先日、投稿したボトックスの記事をご覧になった方は、覚えていらっしゃるかもしれません。

膀胱の活動が活発になって、尿意が我慢できなくなったり、頻尿になったりする疾患ですね。

私はコーヒーをよく飲むので、トイレに頻回に行きますが、過活動膀胱ではないと思います!

この過活動膀胱に対する新しい治療薬が先日アメリカで承認申請されました。

イメグリミンの記事で少し触れた、大日本住友製薬のビベグロン(ロイバント社との戦略的提携による導入)ですね。

何だか舌を噛みそうなお名前です。

ビベグロンは首尾よく承認されれば、ブロックバスタークラス(非常に大きな売り上げとなる薬)の活躍が期待されるお薬なんですよ。

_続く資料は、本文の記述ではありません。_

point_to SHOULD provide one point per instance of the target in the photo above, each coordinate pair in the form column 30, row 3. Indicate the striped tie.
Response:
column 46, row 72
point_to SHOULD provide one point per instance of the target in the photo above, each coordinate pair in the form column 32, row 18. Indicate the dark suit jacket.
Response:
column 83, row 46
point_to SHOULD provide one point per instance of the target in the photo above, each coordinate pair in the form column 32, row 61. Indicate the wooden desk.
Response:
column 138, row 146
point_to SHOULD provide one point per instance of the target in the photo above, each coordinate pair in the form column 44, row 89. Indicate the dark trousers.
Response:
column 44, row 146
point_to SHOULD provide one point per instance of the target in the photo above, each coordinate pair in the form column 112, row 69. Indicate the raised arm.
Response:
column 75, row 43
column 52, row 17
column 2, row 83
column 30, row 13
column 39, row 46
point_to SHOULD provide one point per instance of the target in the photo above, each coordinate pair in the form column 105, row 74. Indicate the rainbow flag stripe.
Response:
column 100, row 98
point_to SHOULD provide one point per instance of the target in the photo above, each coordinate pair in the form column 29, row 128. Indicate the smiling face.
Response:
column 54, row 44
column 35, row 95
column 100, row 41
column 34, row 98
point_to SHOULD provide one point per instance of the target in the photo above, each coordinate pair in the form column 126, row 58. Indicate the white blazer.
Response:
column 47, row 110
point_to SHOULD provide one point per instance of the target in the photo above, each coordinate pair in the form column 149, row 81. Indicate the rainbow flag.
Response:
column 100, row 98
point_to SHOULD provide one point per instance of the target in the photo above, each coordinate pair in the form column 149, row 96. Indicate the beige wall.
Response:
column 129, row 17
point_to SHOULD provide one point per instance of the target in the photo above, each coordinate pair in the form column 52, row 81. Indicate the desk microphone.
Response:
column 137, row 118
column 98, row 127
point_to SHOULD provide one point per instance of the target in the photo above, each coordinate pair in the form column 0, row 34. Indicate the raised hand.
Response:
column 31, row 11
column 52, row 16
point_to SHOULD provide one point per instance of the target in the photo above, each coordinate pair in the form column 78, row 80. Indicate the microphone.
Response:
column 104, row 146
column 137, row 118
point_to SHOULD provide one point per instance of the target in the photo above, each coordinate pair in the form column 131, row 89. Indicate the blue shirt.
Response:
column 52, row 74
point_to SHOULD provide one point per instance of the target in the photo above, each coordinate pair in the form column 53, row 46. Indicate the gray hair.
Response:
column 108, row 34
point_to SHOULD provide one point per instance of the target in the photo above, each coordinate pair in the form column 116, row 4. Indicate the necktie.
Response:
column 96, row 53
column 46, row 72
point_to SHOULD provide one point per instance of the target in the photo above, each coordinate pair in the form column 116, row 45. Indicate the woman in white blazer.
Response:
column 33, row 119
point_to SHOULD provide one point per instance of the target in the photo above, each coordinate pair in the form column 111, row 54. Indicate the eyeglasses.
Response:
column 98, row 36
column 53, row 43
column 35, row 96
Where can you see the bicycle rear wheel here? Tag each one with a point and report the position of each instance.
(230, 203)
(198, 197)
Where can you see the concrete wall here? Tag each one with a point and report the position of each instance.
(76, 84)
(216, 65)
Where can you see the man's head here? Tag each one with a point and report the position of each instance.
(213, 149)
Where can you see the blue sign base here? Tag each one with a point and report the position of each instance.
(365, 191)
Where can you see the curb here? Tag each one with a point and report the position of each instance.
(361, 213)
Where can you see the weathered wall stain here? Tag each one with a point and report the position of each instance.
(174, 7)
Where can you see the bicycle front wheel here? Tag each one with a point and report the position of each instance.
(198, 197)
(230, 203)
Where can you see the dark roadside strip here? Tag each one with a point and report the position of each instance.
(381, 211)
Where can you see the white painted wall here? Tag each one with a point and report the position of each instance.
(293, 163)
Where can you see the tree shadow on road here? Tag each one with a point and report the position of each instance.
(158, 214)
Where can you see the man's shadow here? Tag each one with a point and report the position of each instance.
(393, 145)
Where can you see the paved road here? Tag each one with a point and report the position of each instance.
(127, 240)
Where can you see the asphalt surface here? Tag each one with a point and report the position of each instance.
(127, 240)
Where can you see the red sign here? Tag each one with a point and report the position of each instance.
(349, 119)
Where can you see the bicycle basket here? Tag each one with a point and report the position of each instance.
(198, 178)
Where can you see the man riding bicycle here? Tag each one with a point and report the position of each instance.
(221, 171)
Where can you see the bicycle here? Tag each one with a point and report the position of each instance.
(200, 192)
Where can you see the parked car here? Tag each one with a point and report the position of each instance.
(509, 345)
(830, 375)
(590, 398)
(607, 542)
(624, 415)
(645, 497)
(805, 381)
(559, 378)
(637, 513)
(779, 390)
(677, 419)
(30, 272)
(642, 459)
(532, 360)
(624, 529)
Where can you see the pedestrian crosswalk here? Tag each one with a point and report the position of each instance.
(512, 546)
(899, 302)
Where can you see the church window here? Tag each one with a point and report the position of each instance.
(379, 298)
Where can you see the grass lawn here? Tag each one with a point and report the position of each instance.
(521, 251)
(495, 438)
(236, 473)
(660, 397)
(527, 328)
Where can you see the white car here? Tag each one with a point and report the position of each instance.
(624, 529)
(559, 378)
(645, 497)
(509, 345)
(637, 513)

今日はそんなビベグロンについて考えてみたいと思います。

 

目次

  

ビベグロンの概要や作用機序

ビベグロンはMSDの創製した化合物になります。

1⽇1回経⼝投与(飲み薬)のβ3アドレナリン受容体作動薬(受容体を刺激する)ですね。

膀胱にあるβ3アドレナリン受容体に選択的に作⽤(他の器官に対する作用が少ない、つまり副作用が少ない)し、

膀胱の筋肉を弛緩させることで蓄尿機能を⾼め、過活動膀胱における尿意切迫感、頻尿および切迫性尿失禁の症状を改善することが期待されています。

 

 

ビベグロンのメリット

副作用が少ない

受容体選択性が高い」ということは副作用の低減が期待できます。

アドレナリン受容体を刺激するとQT延長(心電図の異常)が発現するリスクがありますので、リスク低減は重要です。

効果発現が早い

「投与後2週間程度」で、残尿感等の症状の改善が認められています。効果発現が早いのは患者さんにとって、大きなメリットですよね。

 

ビベグロンの臨床試験結果

アメリカでは4,000人を超える過活動膀胱の患者さんを対象に臨床試験が実施されました。

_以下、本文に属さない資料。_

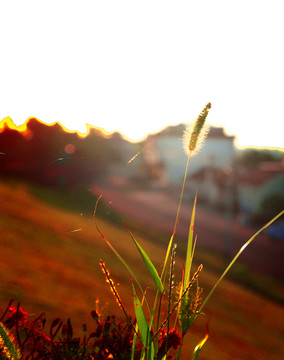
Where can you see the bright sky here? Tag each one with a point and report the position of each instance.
(137, 66)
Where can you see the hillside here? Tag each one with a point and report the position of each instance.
(49, 261)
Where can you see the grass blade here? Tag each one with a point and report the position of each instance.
(188, 261)
(119, 256)
(151, 268)
(199, 346)
(141, 319)
(234, 260)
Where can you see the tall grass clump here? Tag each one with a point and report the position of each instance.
(157, 336)
(163, 314)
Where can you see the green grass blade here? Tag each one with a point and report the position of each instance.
(141, 319)
(188, 261)
(199, 346)
(120, 257)
(151, 268)
(234, 260)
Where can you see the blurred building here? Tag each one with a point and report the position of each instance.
(261, 191)
(210, 167)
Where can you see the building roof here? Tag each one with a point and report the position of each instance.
(260, 176)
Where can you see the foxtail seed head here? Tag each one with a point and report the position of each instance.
(196, 132)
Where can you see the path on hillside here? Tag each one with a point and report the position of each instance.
(158, 210)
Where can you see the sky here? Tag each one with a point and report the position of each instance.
(138, 66)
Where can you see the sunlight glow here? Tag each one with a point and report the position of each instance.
(138, 67)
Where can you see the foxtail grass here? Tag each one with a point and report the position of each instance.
(158, 337)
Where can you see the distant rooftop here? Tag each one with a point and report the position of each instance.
(177, 130)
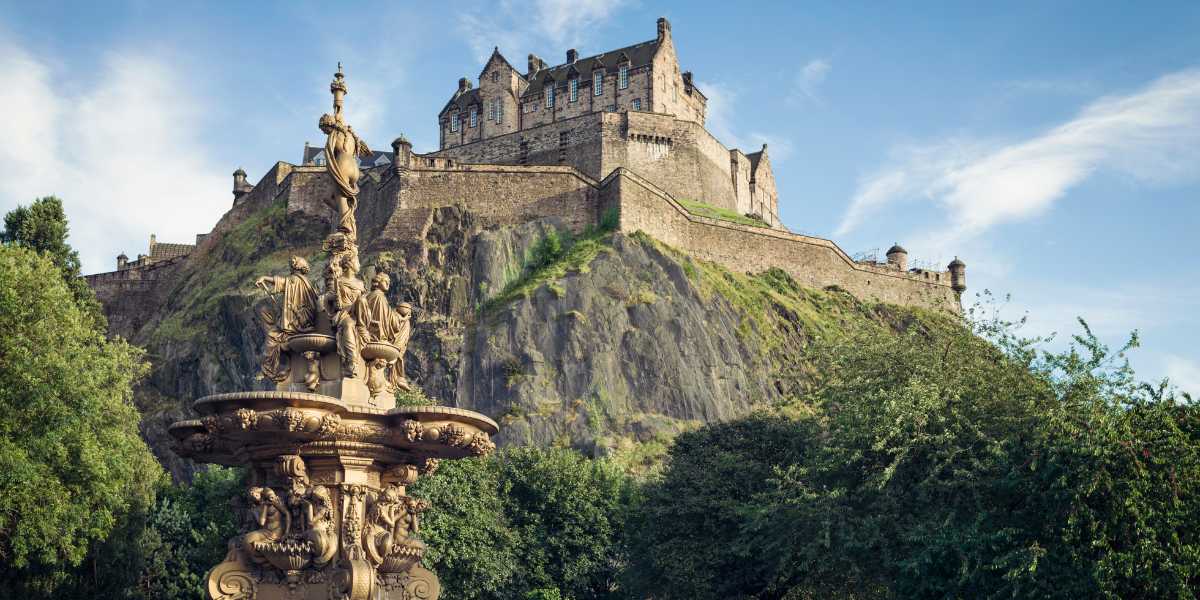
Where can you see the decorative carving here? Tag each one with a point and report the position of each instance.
(294, 313)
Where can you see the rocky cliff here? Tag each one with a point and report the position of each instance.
(601, 341)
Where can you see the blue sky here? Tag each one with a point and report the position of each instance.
(1054, 147)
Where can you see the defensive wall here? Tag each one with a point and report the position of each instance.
(396, 204)
(813, 262)
(679, 155)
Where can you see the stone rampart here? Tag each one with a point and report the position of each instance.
(814, 262)
(679, 156)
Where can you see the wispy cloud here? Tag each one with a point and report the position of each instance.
(809, 79)
(520, 27)
(124, 154)
(1152, 135)
(1183, 373)
(721, 109)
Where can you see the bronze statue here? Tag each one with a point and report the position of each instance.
(295, 312)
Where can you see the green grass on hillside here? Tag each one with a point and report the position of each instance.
(708, 210)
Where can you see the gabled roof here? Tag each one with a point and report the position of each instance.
(461, 101)
(496, 54)
(639, 54)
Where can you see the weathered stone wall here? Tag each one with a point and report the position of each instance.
(679, 156)
(814, 262)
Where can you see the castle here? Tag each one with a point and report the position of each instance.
(619, 133)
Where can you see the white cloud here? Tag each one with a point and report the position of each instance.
(519, 27)
(1152, 136)
(1183, 373)
(810, 77)
(124, 153)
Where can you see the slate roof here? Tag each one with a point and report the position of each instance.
(639, 55)
(161, 251)
(462, 100)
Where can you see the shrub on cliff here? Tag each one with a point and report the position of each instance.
(71, 459)
(937, 467)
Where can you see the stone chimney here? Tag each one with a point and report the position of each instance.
(402, 151)
(240, 186)
(958, 275)
(898, 257)
(535, 64)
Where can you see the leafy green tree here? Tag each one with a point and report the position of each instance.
(685, 532)
(527, 521)
(71, 459)
(941, 462)
(42, 226)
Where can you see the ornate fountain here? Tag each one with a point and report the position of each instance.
(329, 453)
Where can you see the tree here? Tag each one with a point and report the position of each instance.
(71, 459)
(941, 462)
(42, 226)
(528, 521)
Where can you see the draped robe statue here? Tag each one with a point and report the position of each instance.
(295, 312)
(342, 149)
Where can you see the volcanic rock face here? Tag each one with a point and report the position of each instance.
(625, 347)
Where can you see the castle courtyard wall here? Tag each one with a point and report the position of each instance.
(813, 262)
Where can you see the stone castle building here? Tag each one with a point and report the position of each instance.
(621, 132)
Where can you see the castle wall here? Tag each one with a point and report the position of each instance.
(679, 156)
(813, 262)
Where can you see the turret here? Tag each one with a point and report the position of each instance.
(958, 275)
(535, 64)
(401, 150)
(899, 257)
(240, 186)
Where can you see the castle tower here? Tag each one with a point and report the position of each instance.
(899, 257)
(401, 150)
(958, 275)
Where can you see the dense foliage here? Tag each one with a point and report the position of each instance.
(527, 522)
(42, 226)
(71, 459)
(937, 465)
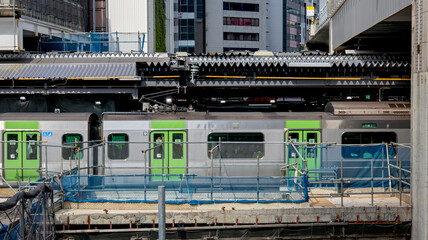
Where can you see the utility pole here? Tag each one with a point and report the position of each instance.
(419, 83)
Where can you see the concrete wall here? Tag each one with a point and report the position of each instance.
(356, 16)
(9, 35)
(420, 119)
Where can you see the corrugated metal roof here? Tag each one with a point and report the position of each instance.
(304, 61)
(163, 58)
(68, 70)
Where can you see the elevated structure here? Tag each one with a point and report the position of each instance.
(419, 122)
(362, 25)
(201, 80)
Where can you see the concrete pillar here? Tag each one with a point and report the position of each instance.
(419, 119)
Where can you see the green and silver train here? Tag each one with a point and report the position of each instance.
(201, 143)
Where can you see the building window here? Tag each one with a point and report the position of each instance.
(236, 145)
(249, 7)
(360, 138)
(240, 49)
(241, 36)
(241, 21)
(118, 147)
(72, 142)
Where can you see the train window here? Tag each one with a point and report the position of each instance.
(118, 148)
(72, 140)
(243, 148)
(158, 145)
(367, 152)
(177, 148)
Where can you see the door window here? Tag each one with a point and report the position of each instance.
(118, 147)
(177, 147)
(32, 148)
(159, 138)
(72, 140)
(12, 146)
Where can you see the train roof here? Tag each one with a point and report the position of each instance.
(133, 116)
(43, 116)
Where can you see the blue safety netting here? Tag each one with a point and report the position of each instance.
(359, 164)
(180, 189)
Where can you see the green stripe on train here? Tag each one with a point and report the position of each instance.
(168, 124)
(303, 124)
(21, 125)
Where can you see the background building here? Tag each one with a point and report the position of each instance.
(236, 25)
(185, 26)
(22, 22)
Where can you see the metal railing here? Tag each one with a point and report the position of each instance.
(94, 42)
(388, 173)
(69, 14)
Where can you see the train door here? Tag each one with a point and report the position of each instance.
(169, 154)
(309, 151)
(21, 155)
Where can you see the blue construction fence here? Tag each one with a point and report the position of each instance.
(358, 165)
(189, 189)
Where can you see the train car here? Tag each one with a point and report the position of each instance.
(180, 143)
(23, 159)
(201, 143)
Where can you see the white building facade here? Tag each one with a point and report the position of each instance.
(235, 25)
(132, 16)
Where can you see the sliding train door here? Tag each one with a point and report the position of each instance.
(306, 143)
(168, 155)
(21, 155)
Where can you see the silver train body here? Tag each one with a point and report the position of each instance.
(242, 144)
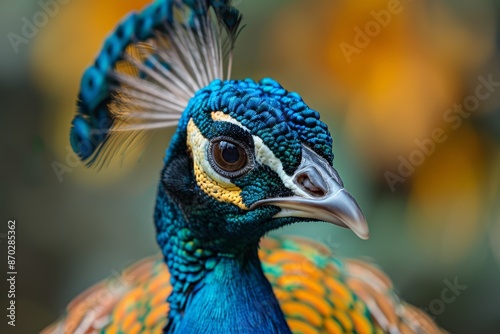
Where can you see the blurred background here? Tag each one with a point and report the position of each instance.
(382, 86)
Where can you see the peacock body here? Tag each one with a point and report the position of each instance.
(247, 158)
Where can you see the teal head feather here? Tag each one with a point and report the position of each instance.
(247, 157)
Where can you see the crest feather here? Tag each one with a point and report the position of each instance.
(149, 68)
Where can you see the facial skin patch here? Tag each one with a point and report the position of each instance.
(263, 155)
(208, 180)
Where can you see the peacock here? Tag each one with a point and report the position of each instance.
(247, 158)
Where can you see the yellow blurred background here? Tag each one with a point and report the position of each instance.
(385, 76)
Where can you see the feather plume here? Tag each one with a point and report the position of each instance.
(150, 67)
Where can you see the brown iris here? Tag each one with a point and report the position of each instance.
(228, 156)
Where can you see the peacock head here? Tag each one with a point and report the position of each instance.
(248, 158)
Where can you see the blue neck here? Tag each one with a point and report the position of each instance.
(213, 291)
(234, 297)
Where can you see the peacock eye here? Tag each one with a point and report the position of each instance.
(228, 158)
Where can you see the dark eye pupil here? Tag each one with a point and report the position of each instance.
(228, 157)
(230, 152)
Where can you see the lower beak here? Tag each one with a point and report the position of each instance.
(320, 195)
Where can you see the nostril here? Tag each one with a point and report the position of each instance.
(306, 183)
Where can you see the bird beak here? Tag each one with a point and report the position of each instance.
(320, 195)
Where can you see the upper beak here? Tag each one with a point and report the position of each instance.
(320, 195)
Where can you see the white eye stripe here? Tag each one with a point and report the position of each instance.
(263, 155)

そのうち第3相試験は「EMPOWUR」試験と名付けられています。

Empow[e]rじゃないんですよねー。この愛称の語源は見つかりませんでした。

この試験では有効性に関する全ての主要評価項目と重要な副次評価項目を達成し、安全性についても問題ないことが確認されました。

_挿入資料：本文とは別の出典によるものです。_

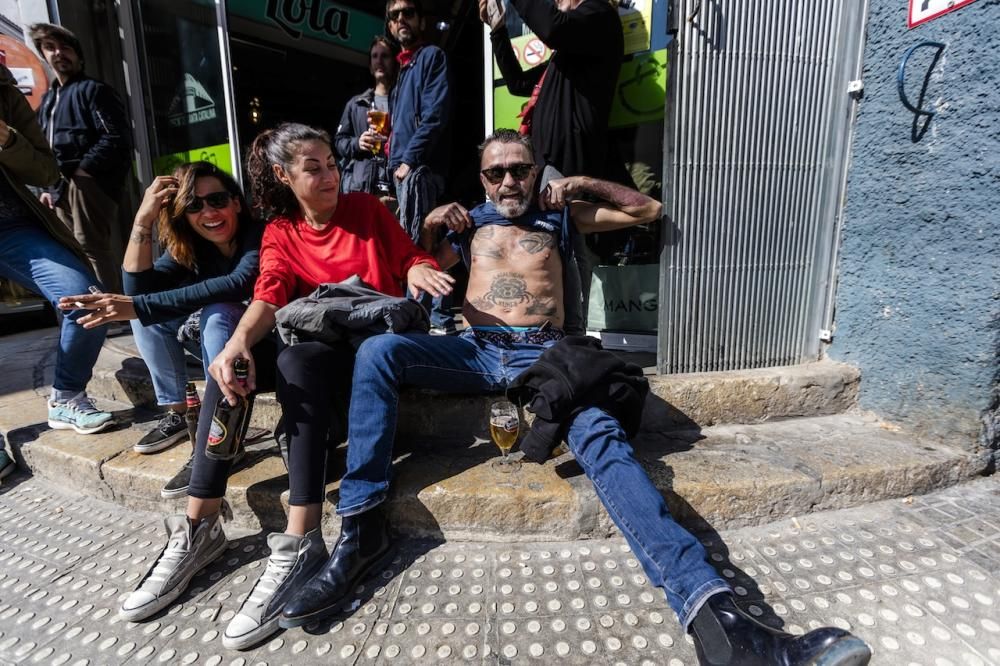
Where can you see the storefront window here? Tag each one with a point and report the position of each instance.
(185, 83)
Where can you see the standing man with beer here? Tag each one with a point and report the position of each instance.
(84, 122)
(569, 108)
(357, 144)
(419, 147)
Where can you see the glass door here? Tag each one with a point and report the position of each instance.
(184, 76)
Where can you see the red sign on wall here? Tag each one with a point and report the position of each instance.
(922, 11)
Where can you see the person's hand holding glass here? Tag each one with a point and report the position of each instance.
(378, 131)
(504, 427)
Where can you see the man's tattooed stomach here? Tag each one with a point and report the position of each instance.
(508, 292)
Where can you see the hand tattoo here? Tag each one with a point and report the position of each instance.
(141, 237)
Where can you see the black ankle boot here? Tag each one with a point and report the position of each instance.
(724, 634)
(362, 546)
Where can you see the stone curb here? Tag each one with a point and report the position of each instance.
(726, 477)
(687, 400)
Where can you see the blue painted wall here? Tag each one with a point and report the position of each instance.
(918, 300)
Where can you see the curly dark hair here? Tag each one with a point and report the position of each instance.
(277, 146)
(174, 230)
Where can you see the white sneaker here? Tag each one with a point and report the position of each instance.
(187, 552)
(293, 561)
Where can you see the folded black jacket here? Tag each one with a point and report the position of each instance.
(570, 376)
(350, 311)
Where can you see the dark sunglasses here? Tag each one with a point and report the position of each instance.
(217, 200)
(405, 12)
(496, 174)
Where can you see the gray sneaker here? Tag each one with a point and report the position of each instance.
(187, 552)
(292, 563)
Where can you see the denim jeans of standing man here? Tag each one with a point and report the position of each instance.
(672, 558)
(32, 258)
(164, 354)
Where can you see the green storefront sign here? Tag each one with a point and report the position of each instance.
(317, 19)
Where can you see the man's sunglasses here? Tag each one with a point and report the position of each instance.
(405, 12)
(496, 174)
(217, 200)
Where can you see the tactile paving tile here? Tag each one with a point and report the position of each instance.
(67, 562)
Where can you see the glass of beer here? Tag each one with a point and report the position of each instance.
(504, 426)
(379, 122)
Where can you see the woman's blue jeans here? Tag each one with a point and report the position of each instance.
(164, 354)
(670, 555)
(37, 261)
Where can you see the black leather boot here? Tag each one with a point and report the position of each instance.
(724, 634)
(362, 546)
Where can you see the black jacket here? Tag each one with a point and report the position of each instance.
(569, 127)
(350, 310)
(358, 169)
(84, 121)
(570, 376)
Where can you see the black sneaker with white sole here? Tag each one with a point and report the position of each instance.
(168, 431)
(177, 486)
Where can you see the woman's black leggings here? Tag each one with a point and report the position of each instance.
(313, 382)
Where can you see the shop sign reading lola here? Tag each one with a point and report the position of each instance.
(290, 15)
(315, 19)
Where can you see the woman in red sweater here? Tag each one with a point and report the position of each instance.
(314, 235)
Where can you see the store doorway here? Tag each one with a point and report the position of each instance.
(275, 83)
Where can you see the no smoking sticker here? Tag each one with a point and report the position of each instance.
(534, 52)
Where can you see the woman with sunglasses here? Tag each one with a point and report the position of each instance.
(315, 234)
(209, 265)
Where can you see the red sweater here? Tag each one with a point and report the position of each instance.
(362, 238)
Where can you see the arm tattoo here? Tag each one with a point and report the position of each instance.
(141, 237)
(507, 291)
(536, 241)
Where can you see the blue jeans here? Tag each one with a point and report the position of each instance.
(671, 557)
(164, 355)
(37, 261)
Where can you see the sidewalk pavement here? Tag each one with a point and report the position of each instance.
(918, 578)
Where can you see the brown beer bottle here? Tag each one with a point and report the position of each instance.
(191, 415)
(229, 422)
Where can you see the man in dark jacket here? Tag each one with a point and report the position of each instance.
(84, 121)
(420, 145)
(38, 252)
(356, 142)
(514, 307)
(570, 96)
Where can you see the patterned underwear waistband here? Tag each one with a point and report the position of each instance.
(532, 336)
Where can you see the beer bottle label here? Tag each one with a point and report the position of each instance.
(217, 433)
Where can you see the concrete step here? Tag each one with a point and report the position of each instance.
(724, 476)
(703, 399)
(727, 475)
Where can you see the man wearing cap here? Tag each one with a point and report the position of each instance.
(84, 121)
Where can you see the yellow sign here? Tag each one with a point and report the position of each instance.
(217, 155)
(640, 95)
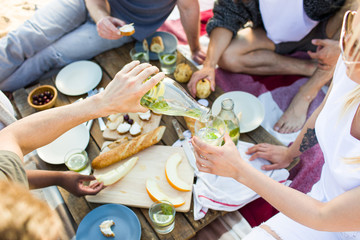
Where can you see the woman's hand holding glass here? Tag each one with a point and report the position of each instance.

組み入れた患者数は1,518人、対象群は治験薬、プラセボ、トルテロジンER4mgの3群です。12週の短期試験後に40週の長期試験も実施されております。

主要評価項目は「切迫性尿失禁(UUI)エピソードの減少」と「平均排尿回数の減少」です。

主な副作用は頭痛(4.0%)、鼻咽頭炎(2.8%)、下痢(2.2%)吐き気(2.2%)でした

 

ビベグロンの今後の展望

アメリカで承認申請を行いましたので、早ければ今年中に承認されると考えられます。承認されれば、アメリカでは10年ぶりの過活動膀胱のお薬です。

患者数も3,000万人と多く、かなりの売り上げが期待できるのではないでしょうか。

その他、前立腺肥大を伴う過活動膀胱に対する第3相試験の結果が2020年度中に判明する見込みです。

また過敏性腸症候群関連の疼痛に対する第2相試験(P2a)の結果も2019~2020年度に判明する見込みです。

 

まとめ

新規過活動膀胱治療薬ビベグロンについて考えてきました。

大日本住友製薬は主力製品ラツーダの特許切れに苦しんでおりますが、次なるステップに向けて着実に準備を進めていると感じます。私もポートフォリオに組み込みましたが、どの程度資金を投入するかは慎重に判断していきたいと思います。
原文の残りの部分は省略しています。